Ambientado por el contraste deportivo al no poder conquistar un título que tenía "casi” ganado, la continuidad de Bagnulo como DT de Peñarol, se complicó. Comenzaron a circular rumores sobre su desvinculación del club. Previsor como era, "el Hugo” prefirió "curarse en salud”, como se decía antiguamente... Muy ligado deportiva y afectivamente a Defensor, equipo en el cuál había jugado y dirigido con gran éxito en 1956/57, antes de pasar a Peñarol, el propio Bagnulo en la nota biográfica de "Estrellas Deportivas” ya citada, reveló un dato relacionado con Spencer desconocido para el gran mundo del fútbol.

—"En Peñarol la situación se me complicó —manifestó el técnico—. Perdimos muchos puntos que llevábamos de ventaja y Nacional nos igualó. Las cosas no estaban bien y yo vislumbraba que me echaban. Fui a hablar con Luis Franzini, Presidente de Defensor, para conversar del futuro. Analizamos el equipo para el año siguiente. Me comentó que con seguridad vendería a José Sacía por quien estaba interesado Boca Jrs., con lo que la plaza de No. 9 quedaba vacante. Fue entonces que le hablé de Spencer, de sus condiciones y de la posibilidad de traerlo al club. Justamente, en ese momento Uruguay estaba disputando el Sudamericano en Guayaquil y al frente de la delegación estaba Ricardo Lombardo. Además de periodista, era dirigente de Defensor. Me conecté con él por indicación de Franzini, le transmití mi opinión sobre Spencer y le pedí que hablara con Juan López y con el propio jugador, que me conocía porque habíamos estado en contacto meses atrás cuando lo quise vincular a Peñarol, con la finalidad de lograr que viniera a Montevideo a jugar a Defensor. Después no se qué ocurrió con el pedido. En cambio, conmigo, efectivamente como pensaba, salí de Peñarol y asumí en Defensor".
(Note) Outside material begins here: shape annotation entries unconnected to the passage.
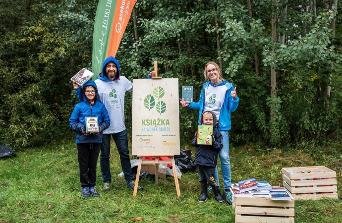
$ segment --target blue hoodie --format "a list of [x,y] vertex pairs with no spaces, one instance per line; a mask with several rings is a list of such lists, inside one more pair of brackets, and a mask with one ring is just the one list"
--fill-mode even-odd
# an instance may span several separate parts
[[220,120],[219,120],[219,130],[228,131],[230,130],[231,127],[230,122],[230,112],[235,111],[237,108],[239,104],[239,98],[233,98],[230,95],[230,92],[234,90],[233,84],[227,81],[224,80],[223,82],[218,84],[217,85],[214,85],[210,81],[208,81],[204,84],[202,87],[201,95],[200,95],[198,102],[191,102],[190,103],[189,107],[191,109],[199,110],[199,116],[198,117],[198,124],[201,124],[201,117],[202,114],[205,111],[203,111],[205,103],[205,93],[204,89],[208,87],[209,85],[212,87],[218,87],[223,85],[226,85],[227,90],[226,92],[225,97],[225,103],[222,105],[221,111],[220,113]]
[[[81,95],[82,101],[75,106],[69,119],[69,126],[71,130],[76,132],[76,143],[102,143],[102,131],[109,127],[111,120],[105,105],[97,101],[97,92],[95,93],[94,104],[91,105],[89,103],[84,94],[84,89],[88,86],[93,86],[97,92],[97,86],[95,82],[89,80],[84,84],[82,91],[83,94]],[[99,126],[102,129],[100,135],[85,136],[82,133],[82,128],[85,126],[85,117],[89,116],[98,117]]]

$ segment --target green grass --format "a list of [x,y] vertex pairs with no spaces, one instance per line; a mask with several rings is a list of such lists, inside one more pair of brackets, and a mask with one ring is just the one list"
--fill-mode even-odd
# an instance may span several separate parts
[[[133,197],[124,178],[117,176],[122,170],[114,144],[112,191],[102,191],[98,164],[100,196],[82,198],[77,149],[72,141],[23,149],[15,152],[16,158],[0,160],[0,223],[133,222],[132,219],[138,217],[144,222],[234,222],[231,206],[216,202],[212,193],[207,201],[197,201],[200,188],[196,172],[182,174],[180,197],[172,177],[160,178],[158,186],[154,180],[142,179],[139,186],[144,190]],[[325,166],[337,172],[339,199],[296,201],[295,221],[341,223],[342,151],[338,144],[283,150],[231,145],[232,180],[254,177],[282,185],[283,167]]]

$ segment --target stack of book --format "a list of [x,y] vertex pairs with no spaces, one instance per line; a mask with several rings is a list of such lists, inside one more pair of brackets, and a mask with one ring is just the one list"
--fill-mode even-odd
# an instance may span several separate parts
[[271,200],[282,201],[293,199],[285,188],[272,186],[267,181],[256,181],[254,178],[232,183],[230,192],[236,197],[269,197]]

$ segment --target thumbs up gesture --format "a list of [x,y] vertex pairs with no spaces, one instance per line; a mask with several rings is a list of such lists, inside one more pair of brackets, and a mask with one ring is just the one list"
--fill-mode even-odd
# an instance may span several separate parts
[[230,95],[231,95],[233,98],[236,98],[237,97],[237,95],[236,94],[236,87],[234,88],[233,91],[230,92]]

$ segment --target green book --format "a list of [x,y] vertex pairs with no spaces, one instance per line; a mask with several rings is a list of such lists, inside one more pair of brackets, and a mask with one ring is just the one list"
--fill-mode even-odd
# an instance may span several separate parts
[[197,128],[197,145],[211,145],[212,125],[199,125]]

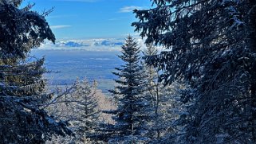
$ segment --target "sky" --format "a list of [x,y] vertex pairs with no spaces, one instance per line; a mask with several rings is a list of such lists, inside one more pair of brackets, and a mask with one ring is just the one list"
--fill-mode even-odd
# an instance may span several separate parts
[[33,10],[53,11],[46,17],[57,40],[123,38],[134,32],[134,9],[148,9],[150,0],[25,0]]

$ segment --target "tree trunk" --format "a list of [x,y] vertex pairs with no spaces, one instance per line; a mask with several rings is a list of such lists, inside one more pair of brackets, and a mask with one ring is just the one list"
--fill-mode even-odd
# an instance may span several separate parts
[[[248,25],[249,25],[249,48],[253,53],[256,53],[256,2],[255,0],[249,1],[249,6],[250,12],[248,14]],[[251,71],[251,86],[250,86],[250,105],[251,105],[251,116],[250,119],[250,130],[251,130],[251,140],[253,143],[256,143],[256,62],[253,61],[253,68]]]

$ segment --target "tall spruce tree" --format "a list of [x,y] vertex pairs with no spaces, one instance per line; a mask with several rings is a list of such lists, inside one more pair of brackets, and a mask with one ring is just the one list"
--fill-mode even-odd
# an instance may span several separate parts
[[[87,80],[79,80],[69,91],[60,91],[49,111],[70,123],[75,137],[55,137],[49,143],[94,143],[100,123],[100,107],[96,98],[96,82],[90,84]],[[62,90],[63,91],[63,90]]]
[[55,37],[44,15],[18,6],[22,0],[0,2],[0,139],[2,143],[44,143],[52,134],[71,134],[67,123],[41,106],[51,97],[41,79],[44,59],[26,60],[29,52]]
[[132,23],[167,49],[148,61],[192,100],[179,143],[256,143],[256,1],[153,0]]
[[[144,57],[157,55],[157,49],[154,45],[147,45],[143,52]],[[171,85],[164,85],[160,80],[161,70],[154,68],[144,62],[145,83],[145,95],[150,97],[151,107],[152,107],[152,119],[151,119],[150,143],[166,143],[170,141],[171,135],[175,133],[175,126],[172,125],[179,118],[181,107],[179,106],[179,89],[182,89],[183,84],[174,83]],[[172,143],[171,142],[169,142]]]
[[146,134],[148,107],[149,102],[144,95],[144,86],[142,67],[140,65],[140,48],[131,36],[122,46],[122,54],[119,57],[124,64],[116,68],[113,72],[119,77],[116,80],[118,86],[111,91],[118,99],[117,110],[105,111],[114,115],[114,125],[104,127],[108,135],[108,142],[138,143],[147,142]]

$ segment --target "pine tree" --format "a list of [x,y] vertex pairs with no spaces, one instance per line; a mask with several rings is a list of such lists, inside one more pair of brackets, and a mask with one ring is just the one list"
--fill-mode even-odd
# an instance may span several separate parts
[[74,122],[76,126],[76,138],[85,142],[88,138],[93,137],[100,123],[100,110],[96,98],[96,83],[94,81],[90,86],[86,80],[76,84],[77,91],[72,95],[77,97],[75,115],[77,119]]
[[[60,119],[69,121],[75,137],[55,137],[50,143],[93,143],[99,129],[100,107],[96,98],[96,82],[79,80],[66,90],[61,90],[49,111]],[[95,141],[94,141],[95,140]]]
[[179,143],[256,142],[256,1],[154,0],[132,23],[147,43],[167,49],[148,58],[166,84],[186,80]]
[[55,37],[44,15],[19,9],[21,0],[0,2],[0,139],[3,143],[44,143],[71,134],[67,123],[41,108],[51,98],[41,79],[44,59],[26,61],[29,52]]
[[[108,142],[137,143],[147,142],[147,121],[149,119],[149,102],[144,95],[144,78],[140,65],[140,48],[131,36],[122,46],[119,57],[124,61],[113,72],[119,77],[118,86],[111,91],[117,95],[118,106],[116,111],[104,111],[114,115],[115,124],[103,127],[104,138]],[[105,131],[104,131],[105,130]]]
[[[152,44],[148,45],[144,51],[144,57],[152,56],[157,54],[156,47]],[[170,139],[170,135],[173,135],[175,127],[171,125],[177,119],[177,111],[181,107],[178,106],[177,98],[179,98],[178,88],[182,88],[177,83],[165,86],[160,81],[161,71],[158,68],[148,64],[144,62],[144,77],[146,80],[145,95],[150,97],[152,107],[152,119],[151,120],[151,143],[165,143]]]

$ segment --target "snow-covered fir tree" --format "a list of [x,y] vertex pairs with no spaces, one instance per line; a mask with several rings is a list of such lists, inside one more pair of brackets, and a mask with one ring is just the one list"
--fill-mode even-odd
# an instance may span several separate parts
[[45,91],[44,59],[26,61],[29,52],[55,37],[44,15],[19,9],[21,0],[0,2],[1,143],[44,143],[52,134],[71,134],[67,123],[41,108],[51,98]]
[[140,48],[131,36],[126,38],[119,57],[124,64],[113,72],[118,86],[111,91],[117,97],[117,109],[112,114],[115,123],[102,127],[103,136],[110,143],[140,143],[149,140],[147,123],[150,119],[148,99],[144,95],[144,80],[140,65]]
[[256,143],[256,1],[152,2],[132,25],[167,49],[148,58],[166,84],[189,84],[177,143]]
[[93,85],[91,86],[85,80],[77,83],[76,89],[73,95],[79,100],[75,111],[77,119],[73,124],[76,126],[76,138],[85,143],[89,141],[89,137],[95,134],[100,123],[100,110],[96,97],[96,83],[94,81]]
[[48,143],[93,143],[90,138],[94,138],[100,121],[96,82],[91,84],[86,79],[77,80],[66,89],[59,90],[58,98],[48,110],[53,115],[68,121],[75,137],[55,137]]
[[[144,57],[152,56],[157,54],[156,47],[152,44],[148,45],[143,52]],[[182,107],[179,105],[179,89],[182,84],[174,83],[171,85],[164,85],[160,80],[160,69],[144,63],[145,83],[145,95],[150,97],[152,107],[152,119],[148,124],[151,136],[150,143],[171,142],[170,137],[175,134],[175,128],[172,123],[179,118]]]

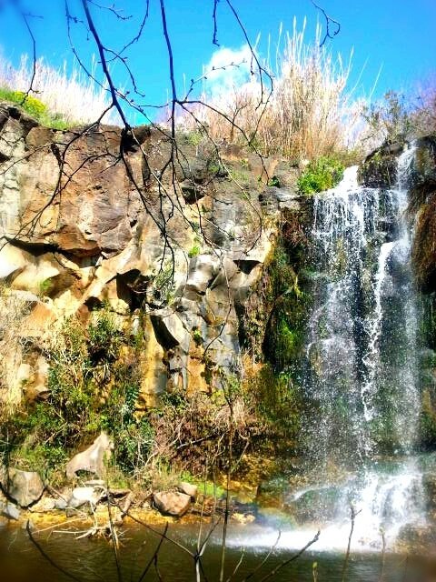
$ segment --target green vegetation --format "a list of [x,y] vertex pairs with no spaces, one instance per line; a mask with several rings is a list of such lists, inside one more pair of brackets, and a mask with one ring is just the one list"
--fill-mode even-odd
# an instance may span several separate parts
[[9,462],[62,480],[61,466],[101,431],[116,435],[116,467],[137,475],[154,430],[135,416],[140,390],[135,347],[105,309],[86,330],[67,320],[47,352],[49,396],[6,418],[1,453]]
[[0,101],[8,101],[23,107],[25,113],[35,117],[42,125],[53,129],[68,129],[74,125],[67,123],[61,115],[51,113],[42,101],[23,91],[0,87]]
[[344,167],[336,158],[322,156],[309,164],[298,178],[302,194],[312,195],[334,187],[342,180]]

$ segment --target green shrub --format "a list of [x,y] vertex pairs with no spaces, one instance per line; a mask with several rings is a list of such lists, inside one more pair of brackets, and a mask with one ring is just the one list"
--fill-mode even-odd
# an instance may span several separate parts
[[311,195],[334,187],[342,180],[344,167],[337,159],[322,156],[309,164],[298,178],[302,194]]
[[200,245],[194,245],[192,248],[190,248],[188,252],[189,258],[193,258],[193,256],[198,256],[202,252],[202,247]]
[[35,117],[43,125],[53,129],[68,129],[74,124],[67,123],[59,114],[53,114],[48,111],[47,106],[42,101],[26,95],[23,91],[15,91],[8,87],[0,87],[0,101],[8,101],[23,107],[25,113]]
[[21,105],[26,113],[35,117],[44,115],[47,111],[46,105],[42,101],[31,95],[26,95],[23,91],[13,91],[5,87],[0,88],[0,100]]

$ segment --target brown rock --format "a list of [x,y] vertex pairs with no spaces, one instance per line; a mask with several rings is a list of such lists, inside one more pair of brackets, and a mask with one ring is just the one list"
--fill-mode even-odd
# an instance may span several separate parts
[[191,507],[191,497],[176,491],[159,491],[153,494],[153,503],[162,514],[181,517]]

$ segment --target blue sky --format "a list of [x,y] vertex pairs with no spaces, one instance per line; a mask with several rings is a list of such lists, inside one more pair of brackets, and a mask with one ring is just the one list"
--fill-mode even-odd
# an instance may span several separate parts
[[[44,15],[43,19],[32,22],[38,55],[54,66],[62,65],[64,60],[71,62],[64,0],[21,1],[34,13]],[[79,0],[70,3],[72,12],[79,15]],[[100,4],[110,5],[113,0],[100,0]],[[106,11],[91,8],[104,31],[104,41],[110,46],[121,47],[136,30],[144,0],[115,0],[115,4],[124,8],[124,15],[133,15],[134,18],[120,22]],[[157,104],[166,99],[169,78],[159,2],[150,0],[150,4],[151,14],[144,36],[129,50],[128,56],[139,85],[146,94],[145,101]],[[359,87],[362,93],[370,92],[381,67],[376,95],[391,88],[412,88],[435,72],[436,0],[319,0],[319,4],[342,25],[340,34],[328,41],[330,48],[344,57],[354,48],[352,81],[358,78],[366,63]],[[233,5],[250,37],[255,39],[261,33],[261,54],[266,51],[269,34],[272,42],[277,38],[281,22],[284,29],[292,29],[294,15],[300,23],[306,16],[308,40],[317,19],[322,23],[310,0],[233,0]],[[217,50],[212,44],[212,7],[213,0],[166,0],[175,75],[181,87],[183,74],[188,80],[201,75],[203,65],[210,62]],[[84,59],[89,60],[95,47],[86,40],[80,25],[74,27],[74,39]],[[240,49],[244,42],[224,0],[219,4],[218,40],[222,47],[234,50]],[[0,13],[0,47],[3,58],[15,64],[31,48],[22,23],[7,7]],[[114,76],[119,85],[127,86],[127,76],[120,65],[114,69]]]

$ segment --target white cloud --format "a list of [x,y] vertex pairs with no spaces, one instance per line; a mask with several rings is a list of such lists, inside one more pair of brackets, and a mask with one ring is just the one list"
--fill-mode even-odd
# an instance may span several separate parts
[[252,53],[248,45],[240,49],[222,46],[212,55],[211,60],[203,66],[207,79],[205,90],[214,95],[250,81]]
En síntesis, al culminar 1959 el nombre de Alberto Spencer ya era conocido en el mundillo del fútbol uruguayo vinculado a los dirigentes, entrenadores y jugadores. Paralelamente y en el mismo momento, la Copa de Clubes Campeones de América avanzaba hacia su puesta en escena. La Conmebol fijó para el 15 de febrero de 1960 la reunión decisiva en la sede de la Confederación, en Montevideo, para definir los detalles de su forma de disputa con los clubes campeones de 1959 que se inscribieran y cuyo plazo para tal hecho vencía el 31 de diciembre de ese año.